SOREN ANDERSEN | Opinion 'Psycho' shower scene is still a pure slice of horror
Janet Leigh's death got me thinking about one of the most frightening moments in my moviegoing life. It's a fall evening in 1967, and the lads of West Quad at the University of Michigan are gathered in the dining hall for a movie. It's "Psycho."
We all knew about the Shower Scene, of course. It was legendary from Day One. But, seven long years after "Psycho's" 1960 release, we're thinking: How scary can it still be, really?
This is in the days before video, remember, and the picture is one that's more talked-about than recently seen. And we're young men of the world, after all.
Students at one of the world's great universities. Sophisticates. Or so we like to think.
And besides, the setting -- an institutional dining hall -- and the presentation -- a 16mm copy of the film running through a noisy projector -- are guaranteed to take some of the edge off. Or so we think.
Screams
The lights go down. The picture unspools. The shower curtain is yanked back. The blade comes down. And Janet Leigh screams. And screams.
The lads gasp. And cry out.
Afterward, back in the light, back up on our corridor, everybody is talking about the picture.
We're talking out in the corridor, one can't help but notice. No one wants to go back into his room. No one wants to leave the protective presence of the crowd.
We're talking in excitable, high-pitched voices. We sound for all the world like gelded chipmunks. Sophisticates. Su-u-ure.
And that night, nobody wants to go down the hall to the showers. For sure.
That scene is all about vulnerability, and violation. Naked, alone, enclosed in a bubble of steam, deafened by the sound of rushing water, Leigh is in a comfortable, intensely private reverie when in an instant it's all ripped away: shower curtain, privacy, sense of safety, life itself.
We're unhinged
Bernard Herrmann's shrieking strings meld seamlessly with Leigh's screams as the knife comes down and comes down and comes down. We think we see the blade enter flesh, but we really don't as our terrified mind's eye fills in what Alfred Hitchcock's artful editing left out. And that's really chocolate sauce, not blood, swirling down the drain.
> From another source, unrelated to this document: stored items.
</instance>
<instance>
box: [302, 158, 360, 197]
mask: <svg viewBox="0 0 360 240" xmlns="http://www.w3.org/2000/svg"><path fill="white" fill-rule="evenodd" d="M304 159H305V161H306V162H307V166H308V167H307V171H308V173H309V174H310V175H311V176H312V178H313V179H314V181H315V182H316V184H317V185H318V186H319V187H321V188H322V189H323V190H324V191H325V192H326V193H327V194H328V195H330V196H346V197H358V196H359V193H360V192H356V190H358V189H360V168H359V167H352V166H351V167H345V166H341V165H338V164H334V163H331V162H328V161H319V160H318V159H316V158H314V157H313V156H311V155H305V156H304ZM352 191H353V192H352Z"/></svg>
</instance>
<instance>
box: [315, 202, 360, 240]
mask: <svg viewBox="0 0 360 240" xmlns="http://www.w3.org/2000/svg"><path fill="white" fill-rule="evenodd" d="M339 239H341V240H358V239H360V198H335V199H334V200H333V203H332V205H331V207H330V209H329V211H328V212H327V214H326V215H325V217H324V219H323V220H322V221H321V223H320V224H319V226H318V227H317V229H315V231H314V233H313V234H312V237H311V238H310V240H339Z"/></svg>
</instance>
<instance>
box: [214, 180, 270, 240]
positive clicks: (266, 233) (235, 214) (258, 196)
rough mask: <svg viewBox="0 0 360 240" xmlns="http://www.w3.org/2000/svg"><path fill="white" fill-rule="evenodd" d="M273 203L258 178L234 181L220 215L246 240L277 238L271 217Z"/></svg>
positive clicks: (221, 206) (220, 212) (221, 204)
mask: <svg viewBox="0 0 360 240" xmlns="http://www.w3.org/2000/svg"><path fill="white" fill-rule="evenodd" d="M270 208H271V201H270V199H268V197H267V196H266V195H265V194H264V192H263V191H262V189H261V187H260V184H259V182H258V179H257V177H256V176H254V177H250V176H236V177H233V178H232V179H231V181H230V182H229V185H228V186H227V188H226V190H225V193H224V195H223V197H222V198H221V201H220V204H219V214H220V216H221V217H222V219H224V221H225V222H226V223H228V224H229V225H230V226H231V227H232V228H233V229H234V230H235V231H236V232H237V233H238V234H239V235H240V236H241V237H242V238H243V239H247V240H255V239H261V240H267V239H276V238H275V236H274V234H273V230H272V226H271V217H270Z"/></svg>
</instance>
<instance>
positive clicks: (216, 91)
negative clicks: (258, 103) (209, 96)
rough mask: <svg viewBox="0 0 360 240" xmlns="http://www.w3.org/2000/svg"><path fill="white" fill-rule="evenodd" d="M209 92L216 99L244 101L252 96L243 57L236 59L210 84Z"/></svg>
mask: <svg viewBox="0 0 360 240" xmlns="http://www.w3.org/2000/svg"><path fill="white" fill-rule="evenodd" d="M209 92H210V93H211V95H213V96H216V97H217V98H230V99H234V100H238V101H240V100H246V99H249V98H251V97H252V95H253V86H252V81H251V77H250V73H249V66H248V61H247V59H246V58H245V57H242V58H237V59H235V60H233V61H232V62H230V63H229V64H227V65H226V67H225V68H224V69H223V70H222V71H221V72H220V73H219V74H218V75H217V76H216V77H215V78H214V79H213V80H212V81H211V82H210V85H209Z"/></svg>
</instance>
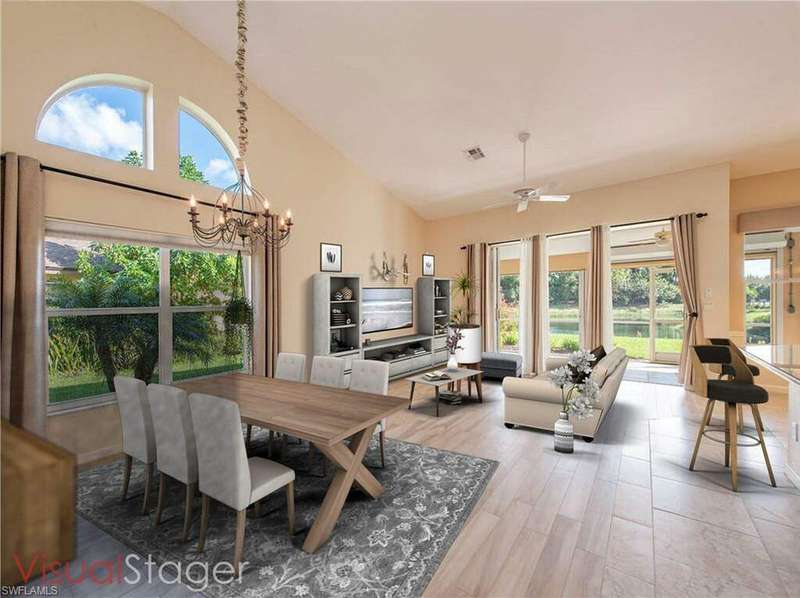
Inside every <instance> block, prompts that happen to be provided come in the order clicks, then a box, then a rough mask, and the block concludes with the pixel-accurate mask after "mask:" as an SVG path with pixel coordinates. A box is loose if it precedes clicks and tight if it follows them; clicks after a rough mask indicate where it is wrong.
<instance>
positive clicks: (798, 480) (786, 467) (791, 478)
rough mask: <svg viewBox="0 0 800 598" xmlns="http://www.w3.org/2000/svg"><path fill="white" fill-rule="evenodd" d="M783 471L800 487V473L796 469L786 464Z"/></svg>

But the mind doesn't know that, either -- certainly not back then -- and we're momentarily unhinged by the horror, the horror.
In the more than four decades since "Psycho's" release, that scene has been copied and parodied to the point where it's lost much of its shock value. But it's burrowed deep into the world's collective consciousness in a way few movie moments have. Since "Psycho," we've never regarded showers in quite the same way ever again.
Whether we ever admit it to ourselves or not, somewhere, way down, we feel a tingle of fear when the sound of the water blots everything out.
What waits on the other side of the curtain?
Norman?
Is that you?
XAndersen writes for Tacoma (Wash.) News Tribune.